In Week 8 against the New York Jets, Thibodeaux recorded three sacks, a forced fumble, and nine tackles in the 13–10 loss in overtime.

During a Week 14 game against the Green Bay Packers, Thibodeaux recorded a forced fumble on Packers quarterback Jordan Love.

In his second season, Thibodeaux finished with 11.5 sacks, three forced fumbles, four pass deflections, and a fumble recovery.

===2024===
Thibodeaux suffered a wrist injury that required surgery in Week 5 of the 2024 season and was placed on injured reserve on October 12, 2024. He was activated on November 23.
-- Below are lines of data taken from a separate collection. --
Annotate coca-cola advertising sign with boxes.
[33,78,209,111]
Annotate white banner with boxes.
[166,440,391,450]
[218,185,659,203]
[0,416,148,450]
In Week 17 against the Indianapolis Colts, Thibodeaux recorded a strip sack of quarterback Joe Flacco. The ball was recovered by the Giants, allowing them to run down the clock and win the game, while simultaneously eliminating the Colts from the playoffs. He finished the 2024 season with 5.5 sacks, 28 total tackles (14 solo), and two passes defended.

===2025===
On April 25, 2025, the Giants exercised the fifth-year option of Thibodeaux's contract. He had a down year in 2025, recording only 2.5 sacks and 25 tackles through 10 games. On December 20, Thibodeaux was placed on season-ending injured reserve due to a shoulder injury.

==Career statistics==

Legend
| Bold | Career high |

===Regular season===

Year: Team; Games; Tackles; Fumbles; Interceptions
GP: GS; Cmb; Solo; Ast; TFL; Sck; FF; FR; Yds; TD; Int; Yds; Lng; TD; PD
2022: NYG; 14; 14; 49; 33; 16; 6; 4.0; 2; 2; 1; 1; 0; 0; 0; 0; 5
2023: NYG; 17; 17; 50; 26; 24; 12; 11.5; 3; 1; 0; 0; 0; 0; 0; 0; 4
2024: NYG; 12; 12; 28; 14; 14; 8; 5.5; 1; 0; 0; 0; 0; 0; 0; 0; 2
2025: NYG; 10; 10; 25; 13; 12; 5; 2.5; 0; 0; 0; 0; 0; 0; 0; 0; 2
Career: 53; 53; 152; 86; 66; 31; 23.5; 6; 3; 1; 1; 0; 0; 0; 0; 13

===Postseason===

Year: Team; Games; Tackles; Fumbles; Interceptions
GP: GS; Cmb; Solo; Ast; TFL; Sck; FF; FR; Yds; TD; Int; Yds; Lng; TD; PD
2022: NYG; 2; 2; 11; 7; 4; 0; 0.0; 0; 0; 0; 0; 0; 0; 0; 0; 0
Career: 2; 2; 11; 7; 4; 0; 0.0; 0; 0; 0; 0; 0; 0; 0; 0; 0

===College===

| Season | GP | Tackles |  |  |  |  | Interceptions |  |  |  |  | Fumbles |  |  |  |
| Solo | Ast | Cmb | TfL | Sck | Int | Yds | Avg | TD | PD | FR | Yds | TD | FF |
| 2019 | 13 | 24 | 11 | 35 | 14 | 9.0 | 0 | 0 | 0.0 | 0 | 3 | 0 | 0 | 0 | 1 |
| 2020 | 7 | 25 | 17 | 42 | 9 | 3.0 | 0 | 0 | 0.0 | 0 | 3 | 0 | 0 | 0 | 0 |
| 2021 | 10 | 35 | 14 | 49 | 12 | 7.0 | 0 | 0 | 0.0 | 0 | 1 | 0 | 0 | 0 | 2 |
| Career | 30 | 84 | 42 | 126 | 35.5 | 19.0 | 0 | 0 | 0.0 | 0 | 7 | 0 | 0 | 0 | 3 |

==Personal life==
In July 2021, Thibodeaux announced a collaboration with Nike CEO Phil Knight and shoe designer Tinker Hatfield to design non-fungible token (NFT) artwork. He launched his own cryptocurrency, "$JREAM", in September 2021. It was named after the Jream Foundation, which Thibodeaux also founded. Thibodeaux graduated from the University of Oregon with a degree in journalism-advertising.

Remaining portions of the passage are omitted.